题干

You are given a tree consisting of \(n\) vertices. A tree is a connected undirected graph with \(n−1\) edges. Each vertex \(v\) of this tree has a color assigned to it (\(a_v\)=1 if the vertex \(v\) is white and \(0\) if the vertex \(v\) is black).

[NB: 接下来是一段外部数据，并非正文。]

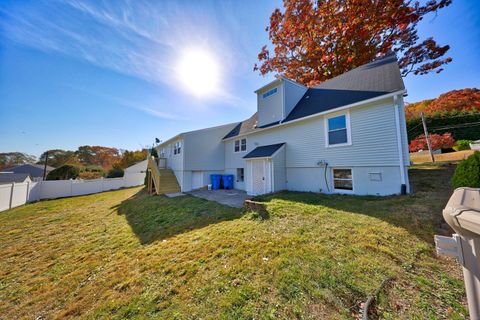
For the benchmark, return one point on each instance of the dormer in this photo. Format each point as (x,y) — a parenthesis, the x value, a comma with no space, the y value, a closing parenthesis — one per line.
(277,99)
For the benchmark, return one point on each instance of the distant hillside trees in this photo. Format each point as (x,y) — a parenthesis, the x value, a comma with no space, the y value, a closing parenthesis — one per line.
(456,112)
(453,101)
(8,159)
(64,172)
(437,142)
(58,157)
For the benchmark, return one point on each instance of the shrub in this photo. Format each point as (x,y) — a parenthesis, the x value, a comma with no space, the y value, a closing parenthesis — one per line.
(115,173)
(65,172)
(437,141)
(467,173)
(462,145)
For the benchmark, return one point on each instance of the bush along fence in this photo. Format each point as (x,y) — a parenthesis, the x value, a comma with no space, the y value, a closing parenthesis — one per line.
(16,194)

You have to solve the following problem for each vertex \(v\): what is the maximum difference between the number of white and the number of black vertices you >can obtain if you choose some subtree of the given tree that contains the vertex \(v\)? The subtree of the tree is the connected subgraph of the given tree. More >formally, if you choose the subtree that contains \(cnt_w\) white vertices and \(cnt_b\) black vertices, you have to maximize \(cnt_w−cnt_b\).

\(\mathcal{Input}\)

The first line of the input contains one integer \(n\) (\(2 \leq n \leq 2 * 10^5\)) — the number of vertices in the tree.

The second line of the input contains \(n\) integers \(a_1,a_2,\cdots, a_n (0\leq a_i \leq 1)\), where \(a_i\) is the color of the \(i-th\) vertex.

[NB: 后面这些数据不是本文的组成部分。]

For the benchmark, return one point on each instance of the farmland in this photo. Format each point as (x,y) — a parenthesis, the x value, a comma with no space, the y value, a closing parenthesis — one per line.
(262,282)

Each of the next \(n−1\) lines describes an edge of the tree. Edge \(i\) is denoted by two integers \(u_i\) and \(v_i\), the labels of vertices it connects \((1 \leq u_i,v_i \leq n,u_i \not= v_i)\).

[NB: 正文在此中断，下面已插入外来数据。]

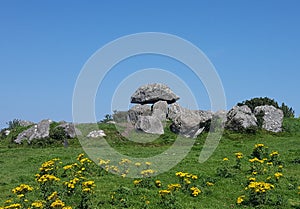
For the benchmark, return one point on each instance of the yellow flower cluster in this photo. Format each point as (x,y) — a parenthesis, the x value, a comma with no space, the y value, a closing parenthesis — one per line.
(137,164)
(186,175)
(278,175)
(46,177)
(12,206)
(88,186)
(71,184)
(124,161)
(158,183)
(136,182)
(209,183)
(259,145)
(57,204)
(238,155)
(147,172)
(104,162)
(274,153)
(22,189)
(53,196)
(37,204)
(240,199)
(257,160)
(195,191)
(164,192)
(259,187)
(80,156)
(174,187)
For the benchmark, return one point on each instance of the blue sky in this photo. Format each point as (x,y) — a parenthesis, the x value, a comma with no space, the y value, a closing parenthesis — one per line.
(254,46)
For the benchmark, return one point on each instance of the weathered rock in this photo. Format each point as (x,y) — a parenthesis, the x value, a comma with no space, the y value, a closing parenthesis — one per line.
(69,129)
(6,132)
(240,118)
(38,131)
(151,93)
(187,124)
(149,124)
(96,134)
(218,120)
(160,110)
(272,117)
(138,110)
(25,123)
(174,110)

It is guaranteed that the given edges form a tree.

\(\mathcal{Output}\)

Print \(n\) integers \(res_1, res_2, \cdots, res_n\), where \(res_i\) is the maximum possible difference between the number of white and black vertices in some subtree that contains the vertex \(i\).

\(\mathcal{Example}\)

\(Case_1\)

\(Input\)

9

0 1 1 1 0 0 0 0 1

1 2

1 3

3 4

3 5

2 6

4 7

6 8

5 9

\(Output\)

2 2 2 2 2 1 1 0 2

\(Case_2\)

\(Input\)

4

0 0 1 0

1 2

1 3

1 4

\(Output\)

0 -1 1 -1

\(\mathcal{Note}\)

The first example is shown below:

The black vertices have bold borders.

In the second example, the best subtree for vertices \(2\),\(3\) and \(4\) are vertices \(2\),\(3\) and \(4\) correspondingly. And the best subtree for the vertex \(1\) is the subtree consisting of vertices \(1\) and \(3\).

\(\mathcal{Tag}\)

dfs and similar dp *1800

思路分析

 这题要求的是求出对任何一个vertex \(v\)，求出包含这个节点的子树\(cnt_w - cnt_b\)的最大值。

暴力想法

 首先思考下暴力写法应该如何写。

 所以，对于所有可能的路径的贡献值的累加，且贡献值需大于等于\(0\).不妨设\(dp[v]\)代表该结点的最大值。故

\[dp[v] = a_v + \sum_{i=0}^{k}max(0, dp[i])
\]

 假如用暴力写法，就是对于每个结点\(v\)，暴力搜索所有的adjacent结点，利用\(dfs\)暴力搜索。但是结点最大为\(2*10^5\)这个暴力算法显然会超时，考虑如何优化。

算法优化

 对于从下往上的贡献，可以利用从下往上的\(dfs\)树形\(dp\)进行获取,剩余的就是刨去以\(v\)为根的子树的贡献值比较难求。在这里我们设\(fa\)为结点\(v\)的父节点。\(f_v\)代表从下往上以\(v\)为根的白点数减去黑点数的最大值.\(dp[v]\)代表最终的最大值。因此根据刨去以\(v\)为根的子树的贡献值这个思想，我们可以发现:

\[add = dp[fa] - max(0, f_v)
\]

 就是刨去以\(v\)为根的子树的贡献值。因此最终我们可以写出状态转移方程：

\[ dp[v] =\left\{\begin{array}[ll]
1f[v] & if \;v = root \\
f[v] + max(0, dp[fa] - max(0, f[v])) & if\; v \not= root\\
\end{array}\right.
\]

 因此最后我们的思路为:

• 从下往上树形\(dp\),计算\(f_v\)
• 从上往下换根\(dp\),计算\(dp[v]\)

代码

#include<bits/stdc++.h>
using namespace std;
using VI = vector<int>;
using VVI = vector<VI>;

VI a;
VI dp;
VI ans;
VVI e;

void dfs(int x, int fa = -1){
    dp[x] = a[x];
    for (int to : e[x]){
        if (to == fa) continue;
        dfs(to, x);
        dp[x] += max(0, dp[to]);
    }
}

void rdfs(int x, int fa = -1){
    ans[x] = dp[x];
    for (int to : e[x]){
        if (to == fa) continue;
        dp[x] -= max(0, dp[to]);
        dp[to] += max(0, dp[x]);
        rdfs(to, x);
        dp[to] -= max(0, dp[x]) ;
        dp[x] += max(0, dp[to]);
    }
}

int main(){
    int n; cin >> n;
    a = dp = ans = VI(n);
    e = VVI(n);

    for (int i = 0; i < n; ++ i){
            cin >> a[i];
            if (a[i] == 0) a[i] = -1;
    }
    for (int i = 0; i < n - 1; ++ i){
        int x, y;
        cin >> x >> y;
        -- x, -- y;
        e[x].push_back(y);
        e[y].push_back(x);
    }
    dfs(0);
    rdfs(0);

    for (int ret : ans) cout << ret << " ";
    cout << endl;
    return 0;
}

 第一次在博客园写题解，加油加油！ 每天一个CF题！